El Sevilla FC Femenino ha anunciado este viernes que Débora García Mateo no continuará en el equipo la próxima temporada. La lateral catalana, una de las capitanas del conjunto hispalense, pone fin a una etapa de cinco campañas iniciada en el verano de 2021.
Se marcha con 141 partidos oficiales, 2 goles y 9 asistencias. Un recorrido suficientemente largo como para que su despedida no pueda reducirse a una baja más en la plantilla. El mensaje elegido por el club resume el vínculo construido durante estos años: «Sevilla siempre será tu casa».
Débora García llegó procedente del RCD Espanyol después de una trayectoria extensa en la máxima categoría. Había pasado también por el UE L’Estartit, el Atlético de Madrid y el Valencia CF. En Nervión encontró continuidad y terminó convirtiéndose en una de las voces reconocibles del vestuario.
Una futbolista todavía importante en su última temporada
Su despedida no llega después de un curso testimonial. En la Liga F 2025/26 disputó 25 partidos, fue titular en 22 de ellos y acumuló 1.906 minutos. También aportó dos asistencias.
En enero de 2025 había alcanzado los 100 encuentros con la camiseta sevillista. El club la homenajeó entonces en el Estadio Jesús Navas, con una camiseta enmarcada entregada antes del derbi. A esas alturas ya había marcado los dos goles que deja en su balance definitivo.
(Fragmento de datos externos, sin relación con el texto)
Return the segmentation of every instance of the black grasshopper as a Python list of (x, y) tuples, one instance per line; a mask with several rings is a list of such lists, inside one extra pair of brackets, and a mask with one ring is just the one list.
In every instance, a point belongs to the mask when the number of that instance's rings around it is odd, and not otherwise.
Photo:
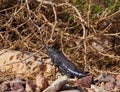
[(48, 56), (51, 58), (53, 64), (55, 66), (58, 67), (58, 69), (64, 73), (65, 75), (67, 75), (70, 78), (74, 78), (74, 77), (84, 77), (86, 76), (84, 73), (78, 71), (75, 68), (75, 65), (73, 63), (71, 63), (66, 57), (65, 55), (55, 49), (55, 48), (51, 48), (48, 45), (45, 45), (45, 49), (47, 51)]

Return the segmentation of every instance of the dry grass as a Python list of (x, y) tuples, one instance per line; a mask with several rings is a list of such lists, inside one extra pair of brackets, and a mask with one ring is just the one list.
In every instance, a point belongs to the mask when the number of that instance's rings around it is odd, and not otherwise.
[(81, 70), (120, 73), (120, 10), (91, 19), (92, 2), (80, 12), (71, 3), (38, 1), (0, 0), (1, 49), (44, 52), (43, 39)]

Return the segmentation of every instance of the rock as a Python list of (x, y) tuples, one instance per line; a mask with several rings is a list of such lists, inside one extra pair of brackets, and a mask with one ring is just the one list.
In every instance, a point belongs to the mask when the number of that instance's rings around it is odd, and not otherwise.
[(86, 76), (77, 80), (76, 85), (89, 88), (92, 82), (93, 82), (93, 76)]
[(48, 88), (46, 88), (43, 92), (57, 92), (60, 88), (67, 83), (67, 77), (63, 76), (57, 80), (55, 80)]
[(65, 90), (65, 91), (59, 91), (59, 92), (81, 92), (80, 90)]
[(42, 74), (38, 74), (36, 76), (36, 86), (39, 87), (40, 90), (44, 90), (48, 87), (48, 80)]

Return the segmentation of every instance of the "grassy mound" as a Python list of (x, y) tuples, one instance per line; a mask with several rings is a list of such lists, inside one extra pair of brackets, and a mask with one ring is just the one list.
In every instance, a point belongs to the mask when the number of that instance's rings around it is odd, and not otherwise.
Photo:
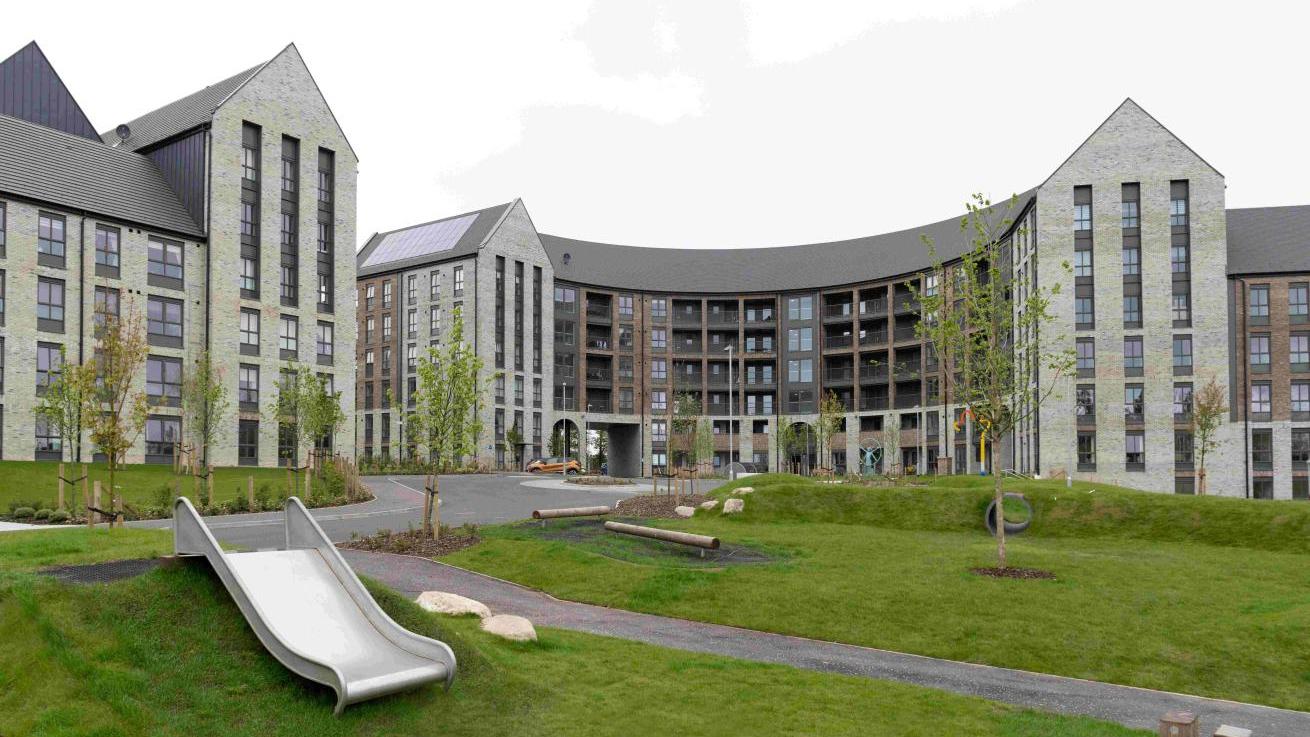
[[(925, 486), (866, 487), (823, 484), (769, 474), (726, 484), (726, 497), (752, 486), (739, 522), (824, 522), (901, 530), (986, 534), (982, 513), (992, 501), (992, 479), (926, 478)], [(1132, 538), (1197, 542), (1285, 552), (1310, 552), (1310, 504), (1221, 496), (1150, 494), (1108, 484), (1060, 480), (1005, 480), (1034, 507), (1024, 535), (1051, 538)]]

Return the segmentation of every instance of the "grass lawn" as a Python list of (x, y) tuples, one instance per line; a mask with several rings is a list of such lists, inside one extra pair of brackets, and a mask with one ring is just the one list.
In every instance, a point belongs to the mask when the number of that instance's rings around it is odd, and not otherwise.
[(1007, 482), (1036, 517), (1010, 564), (1057, 576), (1013, 581), (968, 572), (996, 562), (989, 480), (943, 480), (758, 476), (744, 514), (660, 522), (774, 563), (692, 566), (634, 552), (663, 543), (531, 525), (483, 528), (483, 543), (443, 560), (637, 611), (1310, 710), (1310, 504)]
[[(103, 494), (109, 494), (109, 466), (105, 463), (88, 463), (86, 469), (92, 482), (102, 482)], [(240, 494), (245, 496), (246, 476), (254, 476), (255, 487), (269, 483), (275, 490), (275, 495), (286, 494), (286, 469), (265, 469), (257, 466), (232, 466), (214, 469), (214, 499), (227, 501), (236, 499)], [(76, 479), (81, 476), (80, 463), (64, 463), (64, 478)], [(119, 469), (114, 474), (114, 483), (123, 492), (123, 501), (134, 507), (159, 505), (159, 490), (166, 488), (172, 494), (173, 466), (161, 465), (130, 465)], [(181, 476), (182, 496), (193, 496), (193, 480), (190, 476)], [(304, 479), (301, 476), (301, 483)], [(202, 480), (202, 491), (204, 483)], [(81, 501), (81, 484), (66, 484), (64, 495), (69, 503)], [(0, 461), (0, 513), (9, 512), (12, 501), (33, 503), (38, 501), (45, 507), (54, 508), (59, 499), (59, 463), (55, 461)], [(194, 499), (193, 499), (194, 501)], [(39, 505), (37, 505), (39, 507)]]
[[(118, 535), (123, 530), (115, 530)], [(135, 530), (128, 530), (135, 531)], [(39, 542), (39, 535), (67, 535)], [(84, 539), (77, 541), (77, 537)], [(130, 535), (25, 533), (0, 545), (0, 734), (1148, 734), (916, 686), (684, 653), (557, 630), (510, 644), (369, 584), (403, 626), (460, 661), (432, 686), (331, 715), (328, 689), (258, 643), (203, 563), (98, 586), (20, 572), (42, 560), (157, 552)]]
Uno de ellos ocupa un lugar especial: el 1 de marzo de 2022 decidió en Lezama una eliminatoria de Copa de la Reina ante el Athletic Club. El Sevilla ganó por 0-1 y avanzó de ronda gracias a un disparo de Débora García en el minuto 6. No fue el gol más importante de la historia del club, pero sí uno de esos momentos que una jugadora se lleva consigo cuando termina una etapa.
Mucho más que el brazalete
Su peso en el equipo tampoco se explica únicamente a través de los minutos. En una entrevista publicada por La Colina de Nervión en septiembre de 2024, Débora se definió como una «capitana de eventos sociales». La frase tenía algo de broma, pero también decía bastante sobre su manera de entender el vestuario: generar grupo, acompañar a las recién llegadas y construir relaciones fuera del campo para competir mejor dentro de él.
En aquella misma conversación explicó por qué había decidido continuar en Sevilla: «De donde soy feliz, no me voy». Dos años después, su etapa termina sin que el club ni la futbolista hayan anunciado todavía cuál será su próximo paso.
Fuera del fútbol, su trayectoria también resulta poco habitual. Como destacaba la organización formativa Futedu al presentarla como ponente en unas jornadas sobre mujer y deporte, Débora ha compaginado la competición de élite con dos carreras universitarias: Trabajo Social y Educación Social. Una carrera larga en Primera División, dos títulos y cinco temporadas como sevillista permiten contar su despedida desde un lugar diferente al habitual: no solo como la salida de una lateral derecha, sino como el final de una relación importante para el vestuario.
Tercera salida en una semana de despedidas
La marcha de Débora García se suma a las de Julia Torres —traspasada al FC Barcelona en la operación más cara firmada hasta ahora entre clubes de la Liga F— y Chantal Hagel, cuyo contrato expiraba el 30 de junio. Son los primeros movimientos del Sevilla FC Femenino después de cerrar la temporada.
Todavía es pronto para conocer el alcance de los cambios. Lo que ya es seguro es que el equipo perderá a una de sus capitanas y a una futbolista que convirtió la regularidad en su principal argumento: cinco temporadas, 141 partidos y una banda derecha recorrida hasta el último día.